Statistical Press Release – Balance of payments - May 2020
Up to May 2020 the combined current and capital account balance stood at -€2496 million, compared with -€1717 million in the same period in 2019 (Chart 1).


These developments were due to the deficit of goods and primary income accounts, partially offset by the surplus of services, secondary income and capital accounts (Chart 2).

In the first five months of the year, in spite of the negative contribution to the overall balance, the deficit of the goods account reduced by €903 million when compared to the same period of 2019. However, the services account surplus decreased by €2649 million. This reduction was mainly caused by the reduction of travel item which decrease €2060 million. Up to May, the exports of goods and services decreased by 22.2% (17.7% in goods and 31.0% in services) and the imports reduced by 17.1% (16.7% in goods and 18.7% in services).

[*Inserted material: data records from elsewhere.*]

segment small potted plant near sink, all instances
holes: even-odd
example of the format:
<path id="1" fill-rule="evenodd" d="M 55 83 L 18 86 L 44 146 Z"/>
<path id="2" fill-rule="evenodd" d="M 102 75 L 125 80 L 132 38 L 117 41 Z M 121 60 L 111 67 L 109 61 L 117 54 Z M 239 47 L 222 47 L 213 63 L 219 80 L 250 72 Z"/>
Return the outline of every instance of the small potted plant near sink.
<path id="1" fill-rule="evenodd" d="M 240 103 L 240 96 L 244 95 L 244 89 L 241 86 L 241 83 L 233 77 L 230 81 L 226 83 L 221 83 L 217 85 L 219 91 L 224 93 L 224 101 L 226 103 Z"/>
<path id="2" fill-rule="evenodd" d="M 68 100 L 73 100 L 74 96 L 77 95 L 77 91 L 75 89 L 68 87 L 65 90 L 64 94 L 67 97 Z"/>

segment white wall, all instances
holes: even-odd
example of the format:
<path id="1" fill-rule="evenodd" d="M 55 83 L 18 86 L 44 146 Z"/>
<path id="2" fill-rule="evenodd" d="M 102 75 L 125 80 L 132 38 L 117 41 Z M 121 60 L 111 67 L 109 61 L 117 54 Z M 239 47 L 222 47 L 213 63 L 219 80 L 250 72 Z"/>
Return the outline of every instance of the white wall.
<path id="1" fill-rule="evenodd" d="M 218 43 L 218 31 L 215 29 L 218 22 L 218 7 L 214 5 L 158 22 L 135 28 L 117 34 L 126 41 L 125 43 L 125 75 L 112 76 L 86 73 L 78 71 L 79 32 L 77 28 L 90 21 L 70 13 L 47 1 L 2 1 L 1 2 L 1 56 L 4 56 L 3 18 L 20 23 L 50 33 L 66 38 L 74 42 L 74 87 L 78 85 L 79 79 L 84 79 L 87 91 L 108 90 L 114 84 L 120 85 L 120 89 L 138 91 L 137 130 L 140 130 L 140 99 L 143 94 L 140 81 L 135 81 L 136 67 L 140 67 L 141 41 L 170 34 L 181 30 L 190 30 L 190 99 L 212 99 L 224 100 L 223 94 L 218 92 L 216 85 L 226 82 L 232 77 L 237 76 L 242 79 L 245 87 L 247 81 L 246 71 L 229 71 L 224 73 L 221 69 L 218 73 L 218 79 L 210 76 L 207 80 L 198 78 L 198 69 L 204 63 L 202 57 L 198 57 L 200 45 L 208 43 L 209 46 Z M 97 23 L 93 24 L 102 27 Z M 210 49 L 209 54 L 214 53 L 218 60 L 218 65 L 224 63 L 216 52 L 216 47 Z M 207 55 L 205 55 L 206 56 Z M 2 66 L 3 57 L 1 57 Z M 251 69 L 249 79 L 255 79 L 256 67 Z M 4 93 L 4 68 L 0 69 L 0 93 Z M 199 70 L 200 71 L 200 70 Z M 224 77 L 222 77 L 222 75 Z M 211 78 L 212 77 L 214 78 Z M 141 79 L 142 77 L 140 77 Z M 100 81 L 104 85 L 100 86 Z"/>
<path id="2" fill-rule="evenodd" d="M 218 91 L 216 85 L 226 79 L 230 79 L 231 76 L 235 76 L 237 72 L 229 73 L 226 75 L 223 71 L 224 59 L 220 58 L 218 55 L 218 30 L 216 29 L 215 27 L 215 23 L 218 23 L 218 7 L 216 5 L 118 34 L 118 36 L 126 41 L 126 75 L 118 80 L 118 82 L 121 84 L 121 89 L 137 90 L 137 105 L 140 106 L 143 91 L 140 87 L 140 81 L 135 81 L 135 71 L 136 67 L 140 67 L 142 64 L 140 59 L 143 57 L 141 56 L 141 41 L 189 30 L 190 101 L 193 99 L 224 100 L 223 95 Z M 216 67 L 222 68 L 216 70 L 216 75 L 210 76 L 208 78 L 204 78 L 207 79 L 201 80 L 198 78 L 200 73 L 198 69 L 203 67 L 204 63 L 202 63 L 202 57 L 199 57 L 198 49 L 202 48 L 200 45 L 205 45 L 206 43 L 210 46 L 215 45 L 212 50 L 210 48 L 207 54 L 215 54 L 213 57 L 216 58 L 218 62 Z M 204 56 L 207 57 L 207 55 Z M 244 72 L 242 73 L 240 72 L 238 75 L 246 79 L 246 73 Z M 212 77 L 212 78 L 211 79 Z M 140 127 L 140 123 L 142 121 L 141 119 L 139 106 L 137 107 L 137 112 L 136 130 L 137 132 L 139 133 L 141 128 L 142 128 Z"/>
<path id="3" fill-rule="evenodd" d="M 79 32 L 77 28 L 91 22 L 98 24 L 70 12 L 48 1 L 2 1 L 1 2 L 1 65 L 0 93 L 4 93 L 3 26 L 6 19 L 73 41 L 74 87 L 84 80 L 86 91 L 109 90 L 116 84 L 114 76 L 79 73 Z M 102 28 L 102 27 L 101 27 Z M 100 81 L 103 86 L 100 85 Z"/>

In May, the exports and imports of goods and services showed severe reductions comparing to the same period of 2019 (47.1% and 39.1% respectively). In this month, the reduction of the travel balance by €1003 million was a consequence of the decrease of 83.3% in exports and 61.6% in imports (Chart 3).
Between January and May of 2020, the primary income deficit decreased by €643 million, when compared with the previous year, reaching -€2041 million. This decrease of the deficit was mainly caused by the decrease in investment income payments to non-residents. On the other hand, the secondary income surplus decrease by €43 million, as a result of increase on the financial contribution paid by Portugal to the European Union, compared to the same period one year earlier. The capital account balance increased €367 million, when compared to the same period of 2019, due to an increase of the EU funds received and to a decrease on the acquisition of intangible assets.
Up to May, the financial account balance saw a €2783 million decrease in net foreign assets in Portugal (Chart 4). This was chiefly due to an increase in liabilities, mainly from the investment of non-residents in Portuguese public debt securities. In contrast, the banks and the insurance corporations increased assets over non-resident entities, in debt securities issued by member states of Economic and Monetary Union.